2 Kanto Power Plant: Inspired by Tokai Nuclear Power Plant
Located off Route 10, the abandoned Kanto Power Plant is home to the legendary bird Zapdos. Despite remaining unmanned, some machines still function thanks to a plethora of Electric-type Pokémon.
According to a Lemiapp user, the Tokai nuclear power plant “sparked the idea that would later become the power plant” that players encounter in Kanto. The user suggests an explosion at Tokai Pokemon Creator Satoshi Tajiri “the idea that such an incident could create a powerful being”, which led to Zapdos. This theory is unconfirmed, and it is widely believed that Zapdos is based on the Native American legend of the Thunderbird — a mythological creature responsible for thunder, lightning, and rain, “which protected people from evil spirits,” according to Legends of America.

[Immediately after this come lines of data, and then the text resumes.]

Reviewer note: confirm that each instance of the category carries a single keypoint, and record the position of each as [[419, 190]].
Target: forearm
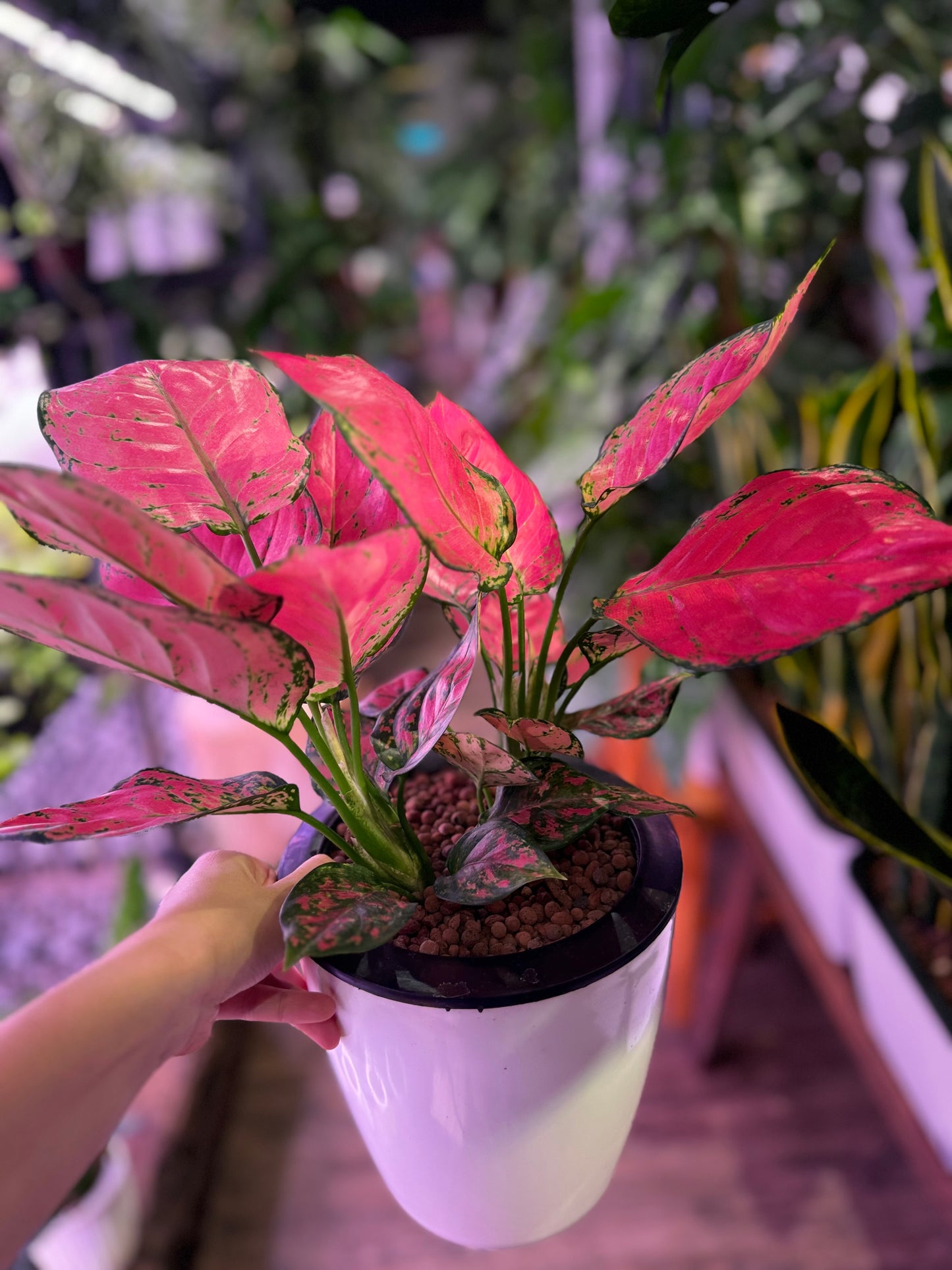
[[71, 1062]]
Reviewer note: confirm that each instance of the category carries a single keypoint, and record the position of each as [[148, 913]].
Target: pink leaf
[[461, 513], [190, 442], [352, 502], [152, 798], [489, 765], [341, 908], [76, 516], [536, 734], [639, 713], [789, 559], [256, 671], [493, 860], [390, 693], [682, 408], [408, 730], [366, 587], [536, 556], [565, 803]]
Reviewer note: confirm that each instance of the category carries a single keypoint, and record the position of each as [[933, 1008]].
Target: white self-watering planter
[[905, 1016], [99, 1231], [495, 1094], [813, 857]]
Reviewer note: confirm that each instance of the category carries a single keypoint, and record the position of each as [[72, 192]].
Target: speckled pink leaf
[[536, 556], [789, 559], [370, 587], [536, 734], [352, 502], [390, 693], [152, 798], [294, 525], [565, 803], [341, 908], [256, 671], [190, 442], [76, 516], [408, 730], [639, 713], [682, 408], [489, 765], [493, 860], [464, 515]]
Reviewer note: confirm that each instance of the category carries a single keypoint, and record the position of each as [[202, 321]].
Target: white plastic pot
[[99, 1231], [813, 857], [495, 1094], [910, 1025]]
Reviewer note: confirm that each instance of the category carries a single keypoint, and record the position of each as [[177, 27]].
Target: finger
[[301, 871], [263, 1004], [327, 1034]]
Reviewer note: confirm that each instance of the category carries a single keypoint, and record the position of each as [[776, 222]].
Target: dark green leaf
[[857, 799]]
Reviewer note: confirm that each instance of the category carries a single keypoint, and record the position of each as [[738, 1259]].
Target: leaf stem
[[540, 676]]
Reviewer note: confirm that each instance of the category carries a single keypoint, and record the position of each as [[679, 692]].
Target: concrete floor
[[773, 1160]]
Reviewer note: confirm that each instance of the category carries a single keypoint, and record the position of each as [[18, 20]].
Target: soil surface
[[598, 867]]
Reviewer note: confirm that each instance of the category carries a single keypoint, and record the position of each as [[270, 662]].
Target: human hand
[[223, 919]]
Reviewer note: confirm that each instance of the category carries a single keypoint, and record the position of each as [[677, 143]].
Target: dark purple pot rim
[[517, 978], [861, 870]]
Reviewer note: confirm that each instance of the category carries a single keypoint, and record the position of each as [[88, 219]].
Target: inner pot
[[495, 1094]]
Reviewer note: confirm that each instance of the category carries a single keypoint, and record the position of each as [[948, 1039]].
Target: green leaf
[[857, 799], [341, 908]]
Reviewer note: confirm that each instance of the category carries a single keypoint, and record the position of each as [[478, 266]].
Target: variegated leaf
[[364, 590], [565, 803], [639, 713], [390, 693], [152, 798], [789, 559], [464, 515], [489, 765], [409, 730], [536, 556], [74, 515], [256, 671], [683, 408], [190, 442], [352, 502], [341, 908], [493, 860], [536, 734]]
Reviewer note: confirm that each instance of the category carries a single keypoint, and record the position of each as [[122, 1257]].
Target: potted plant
[[266, 572]]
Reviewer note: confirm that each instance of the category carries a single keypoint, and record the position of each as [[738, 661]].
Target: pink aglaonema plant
[[266, 573]]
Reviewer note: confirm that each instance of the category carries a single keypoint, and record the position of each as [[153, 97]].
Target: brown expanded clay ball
[[598, 867]]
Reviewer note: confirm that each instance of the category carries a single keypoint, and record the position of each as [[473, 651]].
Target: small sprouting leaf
[[639, 713], [462, 513], [536, 554], [409, 730], [489, 765], [682, 409], [190, 442], [75, 515], [149, 799], [536, 734], [564, 803], [366, 587], [491, 860], [341, 908], [390, 693], [352, 502], [257, 671], [790, 558], [857, 799]]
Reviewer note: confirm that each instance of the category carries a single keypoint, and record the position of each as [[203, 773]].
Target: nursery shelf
[[754, 875]]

1 Seafoam Islands: Inspired by Enoshima Island
The Seafoam Islands are on Route 20, which consists of two islands that are “shaped alike as if they were twins,” according to the description in Pokemon FireRed And leaf green. Players can catch the legendary Articuno here, and the islands are a common training ground for Misty. In Generation 4, Blaine’s gym is located here due to a volcanic eruption on Cinnabar Island.
In terms of the real world, Seafoam Islands take inspiration from the small island of Enoshima. A popular tourist destination, it is home to the Iwaya – two caves formed by natural erosion and five stories deep. According to Travel Japan, “a dragon was believed to have haunted this area, and the second rescue is dedicated to myth.”